I usually take a peek at the Internet Traffic Report (ITR) a couple times a day as part of my routine and was a bit troubled by all of the red today:
I wanted to do some crunching on the data, and I deliberately do not have Word or Excel on my new MacBook Pro (for reasons I can detail if asked). A SELECT / CUT / PASTE into TextWrangler did not really thrill me and I knew there had to be a way to get non-marked-up, columnar data into a format I could mangle and share easily.
Enter, Google Shreadsheet’s importHTML
function.
If you don’t have the forumla bar enabled in Google Spreadsheets, just go to View->Formula Bar
to enable it. Once there, enter the following in the formula bar to get the data from the ITR into a set of columns that will auto-update every time you reference the sheet.
=importHTML("http://www.internettrafficreport.com/namerica.htm","table",0)
(as you can see, it’s not case sensitive, either)

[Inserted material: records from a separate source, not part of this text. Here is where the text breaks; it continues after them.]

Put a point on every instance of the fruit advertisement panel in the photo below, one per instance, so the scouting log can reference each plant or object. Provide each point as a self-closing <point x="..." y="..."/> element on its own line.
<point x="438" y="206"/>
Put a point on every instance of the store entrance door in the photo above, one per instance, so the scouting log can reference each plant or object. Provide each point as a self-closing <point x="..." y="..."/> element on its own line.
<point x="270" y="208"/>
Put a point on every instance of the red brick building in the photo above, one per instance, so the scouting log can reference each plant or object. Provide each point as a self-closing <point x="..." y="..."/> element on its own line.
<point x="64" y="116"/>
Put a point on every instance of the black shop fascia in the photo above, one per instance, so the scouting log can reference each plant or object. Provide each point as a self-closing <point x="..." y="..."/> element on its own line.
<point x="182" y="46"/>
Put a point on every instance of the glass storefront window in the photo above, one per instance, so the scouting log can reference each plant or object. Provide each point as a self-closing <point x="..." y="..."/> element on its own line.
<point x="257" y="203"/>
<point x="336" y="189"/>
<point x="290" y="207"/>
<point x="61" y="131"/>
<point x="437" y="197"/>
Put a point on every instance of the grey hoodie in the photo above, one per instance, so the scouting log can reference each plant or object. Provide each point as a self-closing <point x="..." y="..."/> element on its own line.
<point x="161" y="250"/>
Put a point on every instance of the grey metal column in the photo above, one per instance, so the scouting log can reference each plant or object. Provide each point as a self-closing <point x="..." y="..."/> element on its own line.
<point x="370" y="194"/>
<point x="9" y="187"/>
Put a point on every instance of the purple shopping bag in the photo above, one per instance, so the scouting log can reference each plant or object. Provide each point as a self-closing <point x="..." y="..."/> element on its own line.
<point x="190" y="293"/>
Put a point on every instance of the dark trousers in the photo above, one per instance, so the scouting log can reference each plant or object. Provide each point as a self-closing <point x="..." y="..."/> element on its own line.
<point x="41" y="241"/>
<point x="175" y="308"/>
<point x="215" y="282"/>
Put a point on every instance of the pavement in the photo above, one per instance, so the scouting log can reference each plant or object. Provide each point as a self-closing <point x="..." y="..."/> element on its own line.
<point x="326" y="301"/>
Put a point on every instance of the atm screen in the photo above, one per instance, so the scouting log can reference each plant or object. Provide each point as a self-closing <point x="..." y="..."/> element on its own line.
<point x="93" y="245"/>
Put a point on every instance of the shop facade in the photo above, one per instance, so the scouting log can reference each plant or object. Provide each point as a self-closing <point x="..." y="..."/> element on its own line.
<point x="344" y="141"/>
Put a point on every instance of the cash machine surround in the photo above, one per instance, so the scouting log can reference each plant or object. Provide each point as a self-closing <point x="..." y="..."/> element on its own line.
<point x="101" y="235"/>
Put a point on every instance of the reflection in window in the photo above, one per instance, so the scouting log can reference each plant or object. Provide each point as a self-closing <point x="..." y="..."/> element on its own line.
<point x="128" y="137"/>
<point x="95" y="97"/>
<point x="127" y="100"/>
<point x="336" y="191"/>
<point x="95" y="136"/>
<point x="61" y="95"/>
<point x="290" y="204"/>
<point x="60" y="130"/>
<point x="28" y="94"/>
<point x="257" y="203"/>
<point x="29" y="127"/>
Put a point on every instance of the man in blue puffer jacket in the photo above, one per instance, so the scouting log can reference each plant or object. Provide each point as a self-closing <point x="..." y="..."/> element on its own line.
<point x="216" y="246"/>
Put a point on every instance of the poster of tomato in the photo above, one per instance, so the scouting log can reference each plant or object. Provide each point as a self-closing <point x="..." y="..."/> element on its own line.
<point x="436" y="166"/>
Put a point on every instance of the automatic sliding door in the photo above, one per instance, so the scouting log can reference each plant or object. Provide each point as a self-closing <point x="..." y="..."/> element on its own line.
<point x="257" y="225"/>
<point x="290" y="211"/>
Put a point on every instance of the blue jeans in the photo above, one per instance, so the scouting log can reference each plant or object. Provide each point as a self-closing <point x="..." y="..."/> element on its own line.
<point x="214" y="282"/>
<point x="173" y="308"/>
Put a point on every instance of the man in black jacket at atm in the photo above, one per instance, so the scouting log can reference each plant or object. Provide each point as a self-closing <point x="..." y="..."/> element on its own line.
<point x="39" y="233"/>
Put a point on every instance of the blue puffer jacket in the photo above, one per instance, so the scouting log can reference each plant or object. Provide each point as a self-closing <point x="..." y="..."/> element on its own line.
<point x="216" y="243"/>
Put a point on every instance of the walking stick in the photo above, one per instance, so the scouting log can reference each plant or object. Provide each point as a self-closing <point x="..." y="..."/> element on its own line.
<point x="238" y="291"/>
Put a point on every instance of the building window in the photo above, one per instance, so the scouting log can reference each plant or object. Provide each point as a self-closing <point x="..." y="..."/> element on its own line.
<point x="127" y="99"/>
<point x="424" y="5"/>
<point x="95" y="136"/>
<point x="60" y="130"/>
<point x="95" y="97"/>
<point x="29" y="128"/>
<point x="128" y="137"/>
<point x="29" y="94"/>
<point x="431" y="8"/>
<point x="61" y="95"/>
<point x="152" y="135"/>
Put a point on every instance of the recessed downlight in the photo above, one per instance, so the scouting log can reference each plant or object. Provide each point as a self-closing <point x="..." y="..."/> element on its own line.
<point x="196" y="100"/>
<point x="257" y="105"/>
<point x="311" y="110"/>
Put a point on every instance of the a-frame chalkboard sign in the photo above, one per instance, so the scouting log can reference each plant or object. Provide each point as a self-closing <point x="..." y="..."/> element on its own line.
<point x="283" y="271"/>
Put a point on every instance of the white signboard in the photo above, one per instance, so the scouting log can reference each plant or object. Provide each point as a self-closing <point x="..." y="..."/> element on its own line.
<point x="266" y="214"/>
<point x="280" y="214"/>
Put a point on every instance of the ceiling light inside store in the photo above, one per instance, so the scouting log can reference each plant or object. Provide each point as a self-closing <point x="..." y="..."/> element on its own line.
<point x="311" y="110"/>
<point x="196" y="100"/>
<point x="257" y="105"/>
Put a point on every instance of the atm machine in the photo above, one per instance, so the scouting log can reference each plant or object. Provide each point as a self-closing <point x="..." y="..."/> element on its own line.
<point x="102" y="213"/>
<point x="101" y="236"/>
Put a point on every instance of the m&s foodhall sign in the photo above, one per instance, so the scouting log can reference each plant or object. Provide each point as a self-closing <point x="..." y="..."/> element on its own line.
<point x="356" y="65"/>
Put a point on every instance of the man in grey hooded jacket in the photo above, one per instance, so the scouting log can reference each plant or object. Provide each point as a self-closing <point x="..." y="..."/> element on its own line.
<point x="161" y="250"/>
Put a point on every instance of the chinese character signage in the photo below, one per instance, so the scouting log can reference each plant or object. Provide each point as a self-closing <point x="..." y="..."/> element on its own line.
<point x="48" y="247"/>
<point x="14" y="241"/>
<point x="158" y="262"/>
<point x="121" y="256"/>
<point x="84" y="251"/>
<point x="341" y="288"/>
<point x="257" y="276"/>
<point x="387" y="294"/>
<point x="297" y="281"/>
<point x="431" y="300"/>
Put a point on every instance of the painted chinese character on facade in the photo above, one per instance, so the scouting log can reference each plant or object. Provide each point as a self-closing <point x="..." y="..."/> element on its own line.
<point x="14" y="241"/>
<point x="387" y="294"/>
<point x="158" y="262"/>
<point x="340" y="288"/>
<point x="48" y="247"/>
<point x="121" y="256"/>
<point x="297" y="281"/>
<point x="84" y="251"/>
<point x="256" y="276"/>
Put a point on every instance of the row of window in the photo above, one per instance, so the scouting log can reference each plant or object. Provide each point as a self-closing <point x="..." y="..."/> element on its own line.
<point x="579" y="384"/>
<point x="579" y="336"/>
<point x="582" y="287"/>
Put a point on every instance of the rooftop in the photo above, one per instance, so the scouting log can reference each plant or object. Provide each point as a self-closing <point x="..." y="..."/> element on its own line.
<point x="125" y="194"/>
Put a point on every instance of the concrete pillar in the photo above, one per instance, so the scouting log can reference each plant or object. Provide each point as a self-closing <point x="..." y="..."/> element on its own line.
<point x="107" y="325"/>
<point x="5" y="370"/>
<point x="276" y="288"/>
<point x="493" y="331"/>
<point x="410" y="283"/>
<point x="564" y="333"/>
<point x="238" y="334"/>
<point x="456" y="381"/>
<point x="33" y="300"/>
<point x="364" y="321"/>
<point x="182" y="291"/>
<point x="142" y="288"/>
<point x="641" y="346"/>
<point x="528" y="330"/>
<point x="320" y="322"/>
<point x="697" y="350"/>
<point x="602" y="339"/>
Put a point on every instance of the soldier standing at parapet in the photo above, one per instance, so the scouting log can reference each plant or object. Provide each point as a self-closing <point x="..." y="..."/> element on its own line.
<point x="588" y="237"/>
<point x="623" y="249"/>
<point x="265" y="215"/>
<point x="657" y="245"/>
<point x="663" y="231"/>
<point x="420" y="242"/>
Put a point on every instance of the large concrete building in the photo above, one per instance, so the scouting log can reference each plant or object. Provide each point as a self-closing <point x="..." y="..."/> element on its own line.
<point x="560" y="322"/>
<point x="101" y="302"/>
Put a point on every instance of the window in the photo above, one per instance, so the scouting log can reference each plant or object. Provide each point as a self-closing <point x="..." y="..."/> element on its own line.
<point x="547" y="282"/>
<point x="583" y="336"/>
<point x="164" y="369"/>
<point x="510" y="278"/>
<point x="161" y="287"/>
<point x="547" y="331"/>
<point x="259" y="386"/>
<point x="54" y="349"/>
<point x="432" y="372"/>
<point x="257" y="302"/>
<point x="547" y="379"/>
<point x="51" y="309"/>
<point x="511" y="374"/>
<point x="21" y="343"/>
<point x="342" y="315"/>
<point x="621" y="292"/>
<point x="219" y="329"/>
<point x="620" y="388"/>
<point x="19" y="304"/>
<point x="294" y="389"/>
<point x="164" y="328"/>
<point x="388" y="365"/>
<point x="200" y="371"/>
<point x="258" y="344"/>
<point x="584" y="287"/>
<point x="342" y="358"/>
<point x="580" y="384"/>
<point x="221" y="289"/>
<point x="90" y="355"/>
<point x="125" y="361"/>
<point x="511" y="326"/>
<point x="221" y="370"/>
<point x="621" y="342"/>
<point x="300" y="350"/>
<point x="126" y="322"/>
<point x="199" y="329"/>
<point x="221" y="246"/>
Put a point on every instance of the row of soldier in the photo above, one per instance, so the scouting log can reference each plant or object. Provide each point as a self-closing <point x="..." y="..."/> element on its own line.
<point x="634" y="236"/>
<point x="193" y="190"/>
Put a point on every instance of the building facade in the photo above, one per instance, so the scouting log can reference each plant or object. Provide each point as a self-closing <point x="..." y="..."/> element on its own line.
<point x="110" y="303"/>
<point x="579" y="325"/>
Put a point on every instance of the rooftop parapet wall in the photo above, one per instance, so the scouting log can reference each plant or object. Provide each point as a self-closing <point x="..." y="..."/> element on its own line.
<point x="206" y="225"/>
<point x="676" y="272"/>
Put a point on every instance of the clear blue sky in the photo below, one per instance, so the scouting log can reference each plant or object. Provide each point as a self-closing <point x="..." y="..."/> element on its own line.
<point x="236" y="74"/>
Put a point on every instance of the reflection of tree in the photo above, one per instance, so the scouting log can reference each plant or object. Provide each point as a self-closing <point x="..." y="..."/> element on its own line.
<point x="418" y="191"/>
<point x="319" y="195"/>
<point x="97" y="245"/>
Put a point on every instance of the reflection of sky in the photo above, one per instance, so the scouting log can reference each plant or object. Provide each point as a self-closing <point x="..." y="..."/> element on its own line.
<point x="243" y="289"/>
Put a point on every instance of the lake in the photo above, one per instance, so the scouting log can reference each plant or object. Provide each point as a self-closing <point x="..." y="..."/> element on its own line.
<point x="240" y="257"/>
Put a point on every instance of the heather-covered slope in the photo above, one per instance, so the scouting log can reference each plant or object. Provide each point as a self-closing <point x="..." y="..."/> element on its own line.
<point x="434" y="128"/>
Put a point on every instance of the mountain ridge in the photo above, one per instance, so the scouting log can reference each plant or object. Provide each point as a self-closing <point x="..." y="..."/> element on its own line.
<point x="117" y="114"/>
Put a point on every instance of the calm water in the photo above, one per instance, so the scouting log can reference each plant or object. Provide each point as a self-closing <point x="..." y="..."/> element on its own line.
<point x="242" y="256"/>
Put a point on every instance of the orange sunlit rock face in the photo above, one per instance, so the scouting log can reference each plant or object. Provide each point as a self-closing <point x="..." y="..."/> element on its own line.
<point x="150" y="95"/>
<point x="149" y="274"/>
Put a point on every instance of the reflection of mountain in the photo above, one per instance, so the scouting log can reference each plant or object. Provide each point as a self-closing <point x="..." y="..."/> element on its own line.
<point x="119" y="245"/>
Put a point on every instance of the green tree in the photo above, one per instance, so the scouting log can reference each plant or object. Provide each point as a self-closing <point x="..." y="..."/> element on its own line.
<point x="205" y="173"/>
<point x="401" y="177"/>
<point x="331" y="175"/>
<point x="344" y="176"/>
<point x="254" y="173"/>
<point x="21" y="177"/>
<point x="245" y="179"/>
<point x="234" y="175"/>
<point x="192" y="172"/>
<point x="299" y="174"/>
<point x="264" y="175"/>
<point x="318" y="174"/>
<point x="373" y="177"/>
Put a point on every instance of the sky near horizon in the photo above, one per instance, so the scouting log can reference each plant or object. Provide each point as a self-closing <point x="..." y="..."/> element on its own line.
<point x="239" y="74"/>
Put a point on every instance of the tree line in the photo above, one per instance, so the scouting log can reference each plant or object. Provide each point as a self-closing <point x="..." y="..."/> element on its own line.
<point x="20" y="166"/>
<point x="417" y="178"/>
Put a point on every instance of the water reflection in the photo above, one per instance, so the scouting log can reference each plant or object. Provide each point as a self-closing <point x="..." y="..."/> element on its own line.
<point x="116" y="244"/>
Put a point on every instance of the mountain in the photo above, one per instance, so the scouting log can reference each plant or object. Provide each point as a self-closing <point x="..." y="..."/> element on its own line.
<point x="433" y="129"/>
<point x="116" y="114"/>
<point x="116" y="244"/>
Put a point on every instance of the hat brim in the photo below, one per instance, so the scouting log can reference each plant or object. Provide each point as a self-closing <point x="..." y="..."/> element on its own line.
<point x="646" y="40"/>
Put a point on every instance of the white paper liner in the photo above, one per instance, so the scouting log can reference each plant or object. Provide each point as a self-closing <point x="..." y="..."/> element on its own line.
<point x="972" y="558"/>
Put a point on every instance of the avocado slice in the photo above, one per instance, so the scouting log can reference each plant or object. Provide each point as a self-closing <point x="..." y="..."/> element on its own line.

Yes, I know Excel can do this. I could have done a quick script whack the pasted data in TextWrangler. You can do something similar in R with htmlTreeParse
+ xpathApply
and Perl has HTML::TableContentParser
(and other handy modules), but this was a fast, easy way to get me to a point where I could do the basic analytics I wanted to perform (and, sometimes, all you need is quick & easy).